巨陽真伝の偉力は、常人が抗い得る代物では無い。
彼は煉道大師、自然と知る筈だ——煉化する破綻が多ければ多い程、高次の楼主令を掌握し、八十八角真陽楼攻略が容易になることを。
最も重要なのは、我れが其の脑海に潜伏している以上、例え彼が我れを背いて密かに煉化を試みようとも、叶うべくも無いことよ。」
「次に、彼は背後の勢力に支援を求めるであろう。
ふん、例え此の小癪な小僧が如何に深く隠そうと、其の時こそ、其の素性を露わにし、我れに一端を覗かせずにはおくまい。」
然も墨瑶は、顔色を和らげ、親身に方源に助言した。
「焦る事は無い。楼主令同士は互いに併合が可能だ。
今期の盟主・黒楼蘭が持つ楼主令を併合すれば、十角を揃える事も可能であろう。」
流石は墨瑶、知る機密の多い事。
方源は目を据え、声をわざと張って言った。
「我れに黒楼蘭へ手を出せと? 此の身を死地へ追いやる気か?
黒楼蘭其の者は対処し易くとも、其の背後には黒家が控える。
超大勢力たる彼等には、複数の蛊仙が後見に付いているのだ!」
「ふん、此奴は図太いにも程がある。
身分を偽装し王庭に潜伏する胆力有りながら、たかが黒楼蘭一つ恐れるとは?
況して、彼を殺せとは言わぬ。只だ其の手にある楼主令を手に入れよと述べたまで。」
方源は目を一転らせて言った。
「黒楼蘭を殺す訳にはいかぬ。彼を殺せば、蜂の巣を突いた如くなり、黒家は今の我れが敵う相手では無い。
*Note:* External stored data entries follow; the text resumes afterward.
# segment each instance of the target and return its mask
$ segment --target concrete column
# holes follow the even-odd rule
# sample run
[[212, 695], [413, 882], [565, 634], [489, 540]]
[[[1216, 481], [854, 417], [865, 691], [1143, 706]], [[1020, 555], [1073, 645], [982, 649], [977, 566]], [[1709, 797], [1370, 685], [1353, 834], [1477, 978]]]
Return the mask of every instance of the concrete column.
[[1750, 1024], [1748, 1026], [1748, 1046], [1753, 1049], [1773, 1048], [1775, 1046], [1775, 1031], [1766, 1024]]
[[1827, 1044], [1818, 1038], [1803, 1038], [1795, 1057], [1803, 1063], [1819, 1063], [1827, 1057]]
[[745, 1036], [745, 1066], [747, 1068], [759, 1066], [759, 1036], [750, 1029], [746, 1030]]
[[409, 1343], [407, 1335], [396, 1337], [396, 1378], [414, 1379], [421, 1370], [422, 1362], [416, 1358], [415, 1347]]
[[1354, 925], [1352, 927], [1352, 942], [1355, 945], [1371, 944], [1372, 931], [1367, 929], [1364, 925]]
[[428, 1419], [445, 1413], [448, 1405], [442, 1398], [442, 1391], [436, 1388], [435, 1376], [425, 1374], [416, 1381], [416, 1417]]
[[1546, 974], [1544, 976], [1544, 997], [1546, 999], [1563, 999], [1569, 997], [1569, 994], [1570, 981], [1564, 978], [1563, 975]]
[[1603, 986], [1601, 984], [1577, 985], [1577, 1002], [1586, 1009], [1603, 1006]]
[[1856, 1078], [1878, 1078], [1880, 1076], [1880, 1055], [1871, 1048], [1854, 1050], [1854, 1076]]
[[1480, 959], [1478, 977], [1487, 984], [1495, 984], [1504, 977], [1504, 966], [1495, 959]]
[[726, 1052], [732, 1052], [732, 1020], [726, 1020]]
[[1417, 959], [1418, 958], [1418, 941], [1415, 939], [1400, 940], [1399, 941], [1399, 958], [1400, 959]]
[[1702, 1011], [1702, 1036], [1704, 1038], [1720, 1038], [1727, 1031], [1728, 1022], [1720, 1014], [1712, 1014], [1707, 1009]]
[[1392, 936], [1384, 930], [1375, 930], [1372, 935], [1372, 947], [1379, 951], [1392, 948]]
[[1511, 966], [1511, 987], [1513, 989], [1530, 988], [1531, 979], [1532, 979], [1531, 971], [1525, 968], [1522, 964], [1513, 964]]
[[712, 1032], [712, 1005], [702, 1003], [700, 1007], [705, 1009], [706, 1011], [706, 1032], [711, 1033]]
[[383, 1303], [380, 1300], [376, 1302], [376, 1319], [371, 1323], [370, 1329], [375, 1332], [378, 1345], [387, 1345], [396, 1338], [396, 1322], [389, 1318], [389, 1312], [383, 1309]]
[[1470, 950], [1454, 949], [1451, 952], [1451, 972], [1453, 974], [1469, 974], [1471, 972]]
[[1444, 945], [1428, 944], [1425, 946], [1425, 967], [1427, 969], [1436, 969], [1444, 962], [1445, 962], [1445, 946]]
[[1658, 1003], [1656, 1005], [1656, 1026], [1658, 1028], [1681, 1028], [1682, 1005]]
然れども、楼主令は彼の手中に在り、必ずや命の如く大切にしているであろう。
如何にすべしと?」
「『今は敵わず』とは、将来は必ずしも然らずと云う意味か?
此奴の野望、中中大きいな……」
墨瑶は鋭敏に言葉の鍵を嗅ぎ取った。
方源の提じた難題に對して、彼女は余り思索を重ねるを好まず、
方源の脑海の中で両手を広げて言った。